The confusion seems to have arisen because of the tweetstorm this week that supposedly leaked Elon Musks’s email ID, which is a violation of Twitter’s terms and conditions. Subsequent to that particular tweet, Tripp’s account was blocked with a 12-hour suspension, but not taken down. Tripp told Gizmodo earlier today that he received a warning from Twitter about not publishing or posting “other people’s private information without their express authorization and permission.”

Meanwhile, Fortune and other media outlets reported the suspension, which was shortly before Tripp took down his own page, per his lawyer’s clarifications on…where else, but Twitter.

The legal showdown has now entered the social battlefield, with Tripp’s lawyer posting several of his anti-Tesla and anti-Musk content on his own Twitter account.

He’s even gone so far as to predict resignations from Tesla’s board members subsequent to Musk’s go-private announcement and the Saudi funding story.

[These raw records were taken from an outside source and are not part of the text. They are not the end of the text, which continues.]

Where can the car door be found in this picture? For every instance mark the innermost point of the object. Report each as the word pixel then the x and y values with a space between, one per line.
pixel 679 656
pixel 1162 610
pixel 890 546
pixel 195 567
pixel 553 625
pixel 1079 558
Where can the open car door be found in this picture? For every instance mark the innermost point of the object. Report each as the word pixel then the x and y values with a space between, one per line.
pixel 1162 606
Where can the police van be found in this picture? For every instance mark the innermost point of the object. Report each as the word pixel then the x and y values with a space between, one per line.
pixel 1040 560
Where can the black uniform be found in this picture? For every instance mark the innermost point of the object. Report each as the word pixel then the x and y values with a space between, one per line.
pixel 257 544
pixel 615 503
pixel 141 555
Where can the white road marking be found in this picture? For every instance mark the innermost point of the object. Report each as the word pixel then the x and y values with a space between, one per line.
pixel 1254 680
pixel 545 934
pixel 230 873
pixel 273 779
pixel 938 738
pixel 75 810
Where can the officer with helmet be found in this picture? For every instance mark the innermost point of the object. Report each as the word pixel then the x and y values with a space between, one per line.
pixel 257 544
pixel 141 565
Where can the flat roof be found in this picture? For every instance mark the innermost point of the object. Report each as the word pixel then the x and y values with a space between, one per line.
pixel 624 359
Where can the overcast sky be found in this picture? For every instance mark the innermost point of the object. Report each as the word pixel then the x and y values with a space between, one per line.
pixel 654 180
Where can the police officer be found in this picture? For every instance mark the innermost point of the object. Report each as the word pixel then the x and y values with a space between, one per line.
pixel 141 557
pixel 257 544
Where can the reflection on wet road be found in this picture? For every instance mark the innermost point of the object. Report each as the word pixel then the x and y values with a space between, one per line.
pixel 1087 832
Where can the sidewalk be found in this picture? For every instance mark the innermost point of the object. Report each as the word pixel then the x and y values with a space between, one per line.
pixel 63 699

The courts and SEC have remained silent on the issues raised by Tripp and his lawyer, and it remains to be seen what the actual outcome might be. This is a critical time for Tesla as it pushes its Model 3 agenda. It is also a critical time for Musk as he steers his juggernaut personality and all the baggage it comes with through the tumultuous waters of taking a public company private.

It’s almost reminiscent of Michael Dell back in the day when he took Dell Technologies private. In Dell’s case, they were profitable when the go-private deal was first revealed, but profits were flagging because their own products weren’t doing well, and Microsoft had launched Windows 8, which garnered poor adoption rates from the very beginning. Even after going private it was not a bed of roses for Michael Dell and his company. The acquisition of EMC and its share of VMware changed all that over time, and Dell was eventually valued at nearly 3 times what it was at the time of privatization.

The background is completely different other than the fact that both entrepreneurs were (are) under intense pressure before going private. Is the same thing going to happen to Tesla? We don’t know, but we do know that Musk’s predicament is far stickier than Michael Dell’s. Tesla’s CEO has had to deal with “extreme torture from the short-sellers, who are desperately pushing a narrative that will possibly result in Tesla’s destruction.” Dell didn’t have that sort of hell to deal with.

Whether or not the short-sellers are behind Tripp is and will likely remain an unknown quantity. But it’s clear that even though Musk has overcome most of Tesla’s hurdles on the business front, the legal frontier still needs to be conquered.

Editor’s Note: The status of ‘whistleblower’ is officially assigned by the SEC in accordance with the terms of the whistleblower program that was established in 2010 based on section 922 of the Dodd-Frank Wall Street Reform and Consumer Protection Act, which added Section 21F to the Securities Exchange Act of 1934 (the “Exchange Act”.)